In the United States, policy and enforcement around prediction markets remain fragmented, with ongoing tensions between federal authorities and state-level regulators over permissible operations. The Brazilian case adds to a global mosaic in which regulators are increasingly scrutinizing cross-border platforms and the reliability of dispute resolution, KYC/AML standards, and traceable ownership structures.
From a policy perspective, the Brazil action reinforces several themes: the alignment of prediction-market activity with formal financial instruments, the emphasis on debt-risk mitigation for households, and the push for clear licensing and oversight for platforms that reach Brazilian users. For multinational operators and custodians, the actions underscore the importance of jurisdiction-specific licensing, risk frameworks, and data-transfer arrangements necessary to operate legally in diverse markets.

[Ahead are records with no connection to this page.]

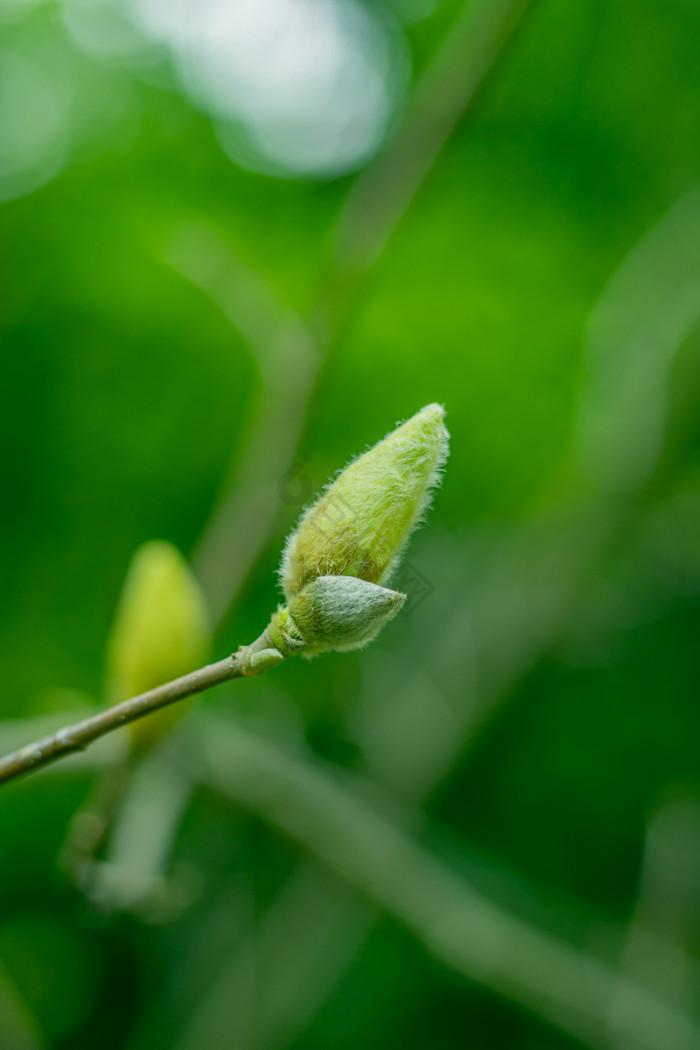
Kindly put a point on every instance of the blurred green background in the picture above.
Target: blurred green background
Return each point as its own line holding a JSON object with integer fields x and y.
{"x": 239, "y": 240}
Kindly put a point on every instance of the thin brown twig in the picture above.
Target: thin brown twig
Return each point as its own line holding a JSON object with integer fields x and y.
{"x": 71, "y": 738}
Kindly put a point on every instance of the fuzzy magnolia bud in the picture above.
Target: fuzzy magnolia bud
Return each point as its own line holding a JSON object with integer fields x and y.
{"x": 347, "y": 544}
{"x": 161, "y": 631}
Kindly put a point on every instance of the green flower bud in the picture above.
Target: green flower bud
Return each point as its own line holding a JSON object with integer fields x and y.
{"x": 341, "y": 612}
{"x": 347, "y": 544}
{"x": 362, "y": 521}
{"x": 161, "y": 631}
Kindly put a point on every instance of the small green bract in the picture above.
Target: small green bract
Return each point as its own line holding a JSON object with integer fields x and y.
{"x": 347, "y": 544}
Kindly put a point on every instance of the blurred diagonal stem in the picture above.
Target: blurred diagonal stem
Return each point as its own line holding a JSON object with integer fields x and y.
{"x": 296, "y": 351}
{"x": 248, "y": 660}
{"x": 465, "y": 929}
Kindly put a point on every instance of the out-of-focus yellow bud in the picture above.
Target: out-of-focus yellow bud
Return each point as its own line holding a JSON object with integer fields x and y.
{"x": 161, "y": 631}
{"x": 351, "y": 540}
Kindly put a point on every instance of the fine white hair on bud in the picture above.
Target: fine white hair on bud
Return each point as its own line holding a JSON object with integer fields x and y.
{"x": 341, "y": 612}
{"x": 355, "y": 533}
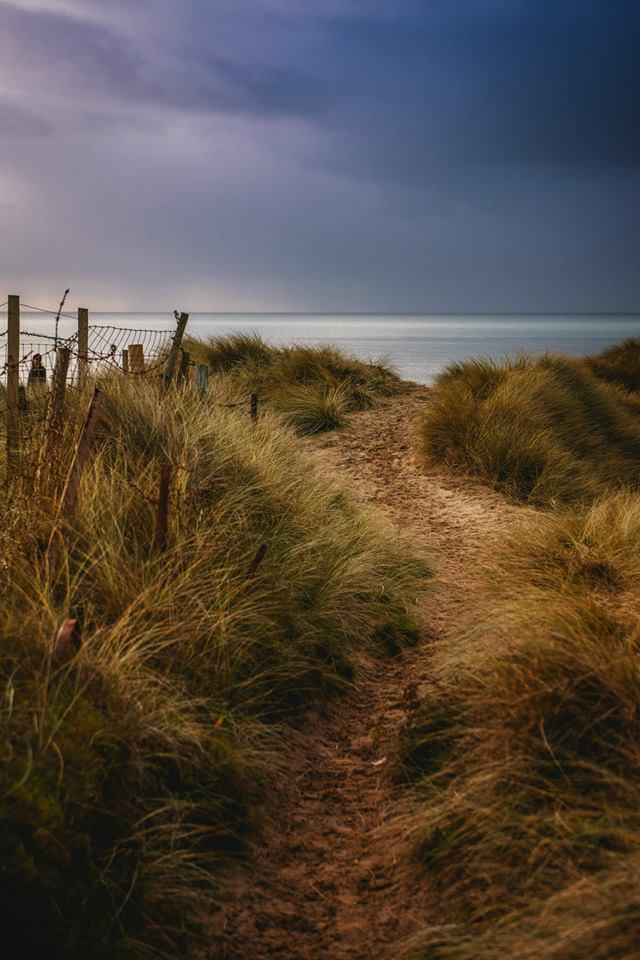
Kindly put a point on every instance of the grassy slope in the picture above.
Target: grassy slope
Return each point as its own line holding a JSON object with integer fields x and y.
{"x": 311, "y": 388}
{"x": 544, "y": 431}
{"x": 131, "y": 770}
{"x": 524, "y": 760}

Compliance, licensing, and enforcement implications
Operators—particularly those with cross-border reach—will need to reassess product catalogs, geographic availability, and compliance controls. The enforcement approach in Brazil signals a willingness to actively police non-compliant services and to enforce interagency coordination between the Ministry of Finance, Anatel, and other regulatory bodies. For exchanges and banks that support related activities, the ruling may affect how they structure custody arrangements, settlement processes, and Know-Your-Customer/Anti-Money Laundering programs to remain within permitted use cases.
The case also raises questions about licensing timetables, potential transitional periods, and the degree of alignment with international standards. As CMN Resolution 5.298 takes effect, firms will need to monitor developments in domestic enforcement, anticipate future rule refinements, and adjust risk assessments accordingly. Analysts and compliance teams should track any further guidance from Brazil’s monetary authorities regarding acceptable contract types, reporting obligations, and supervisory expectations for ongoing operations in the country.
Overall, the Brazilian action highlights a tightening of regulatory oversight over prediction markets and a preference for instrument classes with clearer financial-market characteristics. Institutions with exposure to global platforms or Brazilian users should prepare for tighter controls, clearer licensing paths, and enhanced due diligence requirements as regulatory authorities continue to refine the framework for these market-forecasting tools.
Closing perspective: The ongoing regulatory consolidation around prediction markets suggests that institutions will need to prioritize clear governance, robust compliance programs, and vigilant monitoring of cross-border activity. As jurisdictions converge on stricter oversight, market participants should anticipate further policy developments and the potential for additional platform-level restrictions in other regions.